Kira terkekeh pelan dengan suara lirih dan serak, "Aku baik-baik saja. Tubuhku sudah kembali normal. Hanya saja kepalaku agak pusing."

"Perlu aku pijit?" Kini Jin sudah duduk di sisi ranjang. Menghadap gadis itu. Sontak Kira menggeleng cepat. "Ah ... tidak perlu, nanti juga sembuh sendiri. Ngomong-ngomong apa yang terjadi? Kenapa aku bisa ada di sini?"

Jin berdeham sekilas, "Kamu pingsan. Syukurlah kamu tidak kenapa-kenapa. Aku terlalu panik, jadi aku langsung membawamu ke sini. Maaf, ya."

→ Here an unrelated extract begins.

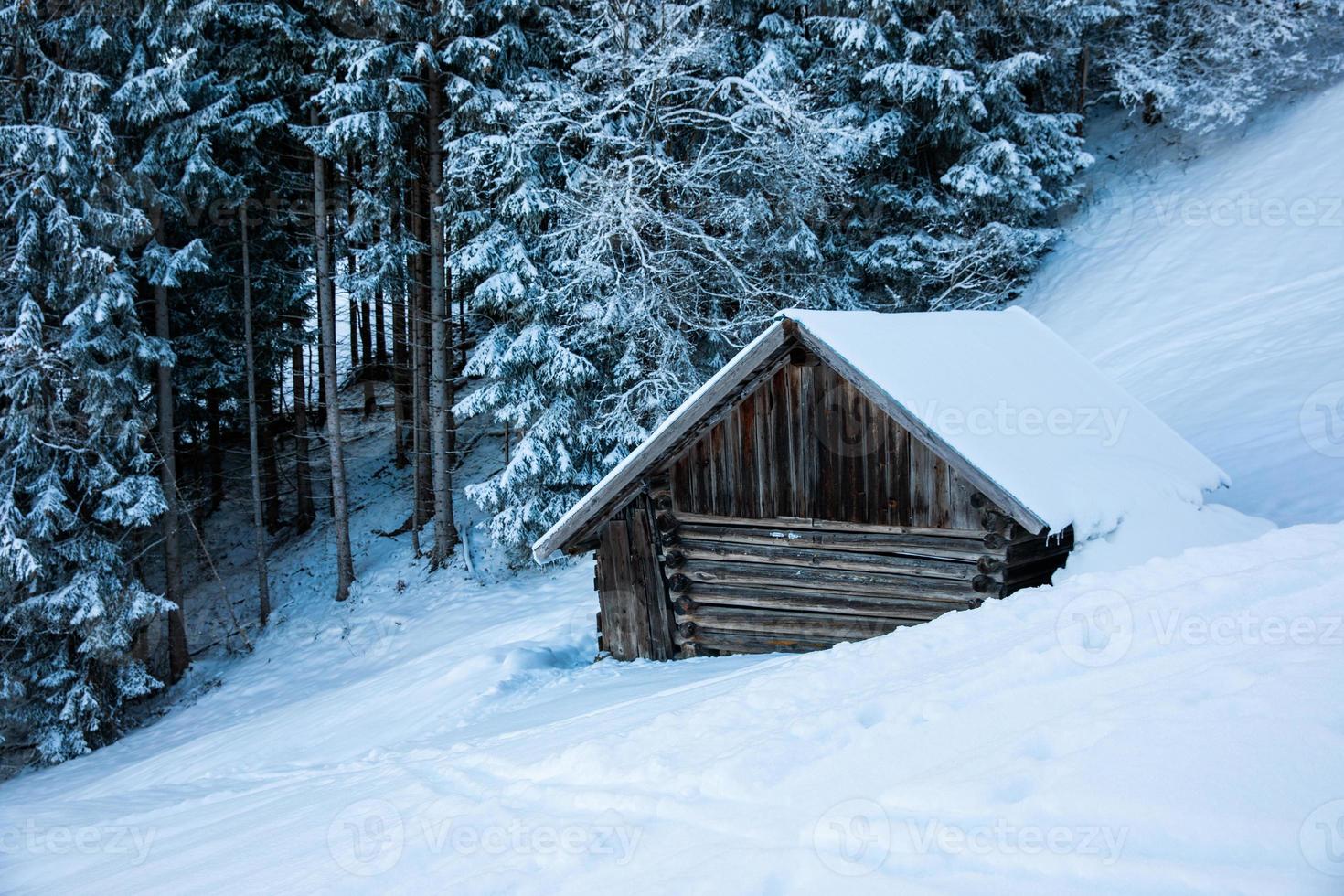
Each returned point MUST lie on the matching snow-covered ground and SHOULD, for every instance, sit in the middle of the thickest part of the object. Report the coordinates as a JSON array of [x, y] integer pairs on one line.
[[1211, 286], [1172, 726]]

Kira mengangguk memahami. Kadang kala rasa panik mendesak hal yang pertama kali terlintas jelas akan lebih cepat untuk digerakan sekalipun itu bukan opsi terbaik yang bisa ditemui. Kira tersenyum samar.  "Terima kasih."

"Untuk apa?"

"Karena sudah membawaku kemari dan ah ... apa?!" Kira refleks memekik kala menyadari bajunya sudah berganti menjadi sweater biru tua kebesaran––sontak ia memaku dengan bibir terbuka dan mata melebar, ia yakin ini baju Jin. Dalam sekejap rasa panas menjalar dari pipi hingga telinga. Rasanya ia baru saja di rebus hidup-hidup. "Ji ... Jin, ka ... kamu yang mengganti pakaianku," tanya Kira dengan lidah kelu. Rasa-rasanya Kira sudah tak berani lagi untuk menampakkan diri. Kira segera menarik selimutnya sampai dada. Ah ... menyebalkan. Ia malu sekali, sungguh. Hatinya juga ikut bergolak tak nyaman.

Jin menghela, berdeham sebentar, "Ya  ... begitulah, habisnya mau bagaimana lagi," jawabnya berusaha tak acuh. Namun, pipinya tiba-tiba saja merona. Yah ... laki-laki itu juga tak bisa berbuat banyak.

Jin terlalu banyak berpikir hingga keputusan ditetapkan kelewat cepat. Ia lebih memilih mengambil sweater untuk dikenakan Kira bukannya mengambil baju gadis itu yang berada di kamar. Jin hanya berpikir Kira segera berganti pakaian agar tubuhnya hangat daripada kelamaan mencari baju gadis itu, atau mungkin itu hanya sebuah alasan kecil? Jin punya lebih banyak hal di kepala dalam mengambil keputusan. Pasti ada hal lain. Mungkin agar gadis itu tetap merasakan kehangatan dirinya sekalipun hanya melalui helaian benang yang saling terikat menjadi sebuah benda.

Kira membatu sebelum akhirnya pecah menjadi kepingan. Harga dirinya seakan sudah dileburkan. Jantungnya seakan jatuh ke dasar perut hingga terasa seperti berhenti berdetak selama beberapa saat dalam tekanan. Astaga! Yang benar saja. "Jinnn! Kenapa kamu melakukan itu. Berati kamu sudah melihat semuanya. Aku malu sekali. Kamu jahat. Lalu bagaimana ini. Tu ... tubuhku sudah terekspos sepenuhnya," rengek Kira sembari menagkup wajahnya dengan telapak tangan. Ah ... sial, memalukan sekali.